A study in Israel confirms antibiotic use as a major risk factor for Clostridioides difficile infection (CDI) in hospital patients, particularly for those who don't carry the bacterium, researchers reported last week in JAMA Network Open.
For the study, which was conducted from June 2017 through June 2023, researchers analyzed data on patients admitted to a large tertiary medical center in Israel that routinely screens high-risk patients for C difficile carriage. While broad-spectrum antibiotic use is a known risk factor for CDI, the researchers wanted to evaluate the rate of hospital-onset CDI among asymptomatic C difficile carriers compared with noncarriers and assess the role of antibiotic exposure in shaping CDI risk in the two populations.
Antibiotic exposure linked to double the risk of CDI
Among 33,756 hospitalizations (median age, 78 years; 52.8% male), 1,624 (4.8%) had a positive screening result for C difficile. Overall, CDI occurred in 67 (4.1%) of 1,624 carriers and 47 (0.1%) of 32,132 noncarriers.
In the entire cohort, exposure to any antibiotic was associated with double the risk for CDI (hazard ratio [HR], 1.98; 95% confidence interval [CI], 1.24 to 3.16), with each additional day of antibiotic exposure having an HR of 1.08 (95% CI, 1.03 to 1.13).

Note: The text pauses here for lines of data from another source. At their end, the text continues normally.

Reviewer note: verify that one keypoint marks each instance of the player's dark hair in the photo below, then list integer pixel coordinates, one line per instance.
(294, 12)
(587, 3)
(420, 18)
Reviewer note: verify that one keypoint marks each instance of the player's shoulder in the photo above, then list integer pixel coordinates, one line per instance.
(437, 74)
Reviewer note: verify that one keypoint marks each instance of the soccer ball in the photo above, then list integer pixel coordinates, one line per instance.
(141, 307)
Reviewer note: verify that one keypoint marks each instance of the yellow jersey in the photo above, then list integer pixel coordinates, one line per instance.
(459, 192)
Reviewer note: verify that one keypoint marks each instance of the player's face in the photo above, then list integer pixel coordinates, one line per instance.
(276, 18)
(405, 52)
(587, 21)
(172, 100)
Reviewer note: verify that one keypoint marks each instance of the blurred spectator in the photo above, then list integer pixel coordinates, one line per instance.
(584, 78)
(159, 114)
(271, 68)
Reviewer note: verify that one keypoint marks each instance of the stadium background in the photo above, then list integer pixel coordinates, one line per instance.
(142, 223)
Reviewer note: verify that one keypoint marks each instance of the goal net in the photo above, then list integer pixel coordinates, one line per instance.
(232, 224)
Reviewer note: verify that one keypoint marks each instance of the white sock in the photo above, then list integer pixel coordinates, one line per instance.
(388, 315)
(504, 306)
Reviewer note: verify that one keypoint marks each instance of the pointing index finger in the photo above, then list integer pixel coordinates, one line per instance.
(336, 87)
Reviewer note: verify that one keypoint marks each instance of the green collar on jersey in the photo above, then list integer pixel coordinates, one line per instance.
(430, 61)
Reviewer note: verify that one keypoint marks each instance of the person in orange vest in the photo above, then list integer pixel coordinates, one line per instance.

Beta-lactam/beta-lactamase inhibitor combinations were associated with significantly increased risk, with piperacillin-tazobactam showing the most pronounced hazard for CDI (HR, 2.18; 95% CI, 1.41 to 3.36).
Although a positive C difficile screening result at admission was associated with a high risk of CDI (HR, 27.5; 95% CI, 18.7 to 40.3), antibiotic exposure among asymptomatic C difficile carriers was not significantly associated with a further increase in CDI risk (HR, 1.07; 95% CI, 0.73 to 1.58).

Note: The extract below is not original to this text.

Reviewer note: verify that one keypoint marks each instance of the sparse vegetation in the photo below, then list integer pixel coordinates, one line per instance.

The study authors say the findings suggest that, while antibiotic stewardship may reduce CDI risk in noncarriers, additional strategies may be needed for asymptomatic carriers.
"Among carriers, preventive measures in addition to antibiotic stewardship should be evaluated in hospitalized patients and may include probiotics, monoclonal antibodies, or biotherapies," they wrote. "However, further research is necessary to evaluate the potential effectiveness of these interventions, their association with microbiome alterations, and potential changes in antimicrobial resistance patterns among patients and within the hospital environment."